Trust me, not every adaptation of one of McBain’s 87th Precinct novels works. As evidence, I submit two 1990’s TV movies in the long-running Columbo series, “Undercover" (based on Jigsaw) and “No Time to Die” (source: So Long As You Both Shall Live), by general agreement of fans of Peter Falk’s rumpled detective the nadir of the series—and the only two stories not written originally for the show.

But Kurosawa did not merely translate the setting of McBain’s police procedural from an American metropolis to Japan. 

By confining the accomplices in the kidnapping to the margins of the story, Kurosawa (who collaborated on the screenplay with Hideo Oguni, Eijiro Hisaita, and Ryuzo Kikushima) concentrated on the relationship between the crime’s ringleader and wealthy industrialist Kingo Gondo (played by Toshiro Mifune, paired with Kurosawa for the 15th and next to last time)—one with unexpected subtleties and class tensions.

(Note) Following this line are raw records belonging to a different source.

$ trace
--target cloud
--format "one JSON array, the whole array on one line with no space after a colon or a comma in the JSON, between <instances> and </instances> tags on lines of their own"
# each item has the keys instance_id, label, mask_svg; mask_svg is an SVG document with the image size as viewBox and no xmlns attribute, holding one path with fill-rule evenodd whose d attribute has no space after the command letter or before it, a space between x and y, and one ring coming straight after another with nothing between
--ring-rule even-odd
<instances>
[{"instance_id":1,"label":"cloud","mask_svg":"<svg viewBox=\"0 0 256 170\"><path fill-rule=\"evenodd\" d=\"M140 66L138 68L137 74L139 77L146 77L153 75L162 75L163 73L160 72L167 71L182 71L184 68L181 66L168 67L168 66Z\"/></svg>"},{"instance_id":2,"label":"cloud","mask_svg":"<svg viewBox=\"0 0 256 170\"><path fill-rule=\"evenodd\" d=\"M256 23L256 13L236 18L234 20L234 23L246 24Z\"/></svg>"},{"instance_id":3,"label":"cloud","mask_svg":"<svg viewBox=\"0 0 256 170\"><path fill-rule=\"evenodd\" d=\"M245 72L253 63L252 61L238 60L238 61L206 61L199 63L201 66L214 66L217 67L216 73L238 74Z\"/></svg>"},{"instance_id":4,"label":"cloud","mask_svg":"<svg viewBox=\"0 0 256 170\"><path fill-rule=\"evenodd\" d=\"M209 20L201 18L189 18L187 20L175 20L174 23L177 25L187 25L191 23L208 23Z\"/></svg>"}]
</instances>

Being most familiar with Kurosawa’s samurai films and historical epics, I was surprised to see how fluidly he handled a contemporary setting. But I may have been even more astonished to learn that High and Low represented his fourth venture into Japanese film noir, following Drunken Angel, Stray Dog, and The Bad Sleep Well.

The environment of this film is far removed from the agrarian world of so many earlier Kurosawa films. By this point in the 1960s, Japan was achieving levels of consumer spending and financial sophistication unimaginable before World War II.

“In Japan, the society progressed through a rapid growth, which was an unnatural process,” Kurosawa remembered. “Daily life lost its natural course. To live, it became necessary to work beyond one's abilities. That's why instability among people has increased.”

In the script that Kurosawa helped fashion from the McBain novel, that “instability” gave rise to a kidnapping, reflecting a frightening national trend of the time. (Kurosawa himself had received kidnapping threats involving his own daughter, Kazuko Kurosawa).

Gondo, a hard-charging footwear tycoon, not only faces a blackmail demand that could bankrupt him—just when he needs the money to fend off an internal coup—but won’t even be paying for his own family member, as the kidnapper has mistakenly snatched the son of Gondo’s chauffeur.

The planned ransom exchange on a bullet train is one of Kurosawa’s most exciting sequences, brisk with motion. But scenes set in Gondo’s home, though stationary, work equally well, as Kurosawa focuses on the tension engulfing Mifune, a normally forceful actor here required to register his emotions with greater restraint.

Over the years, I had come to admire such Kurosawa gems as Rashomon, The Hidden Fortress, Yojimbo, and, of course, The Seven Samurai. But I was pleasantly surprised by his change of pace in High and Low

It was the highest-grossing film in Japan in the year of its release, and with its powerful energy and deep moral seriousness, it also happens to be an uncommonly thoughtful thriller.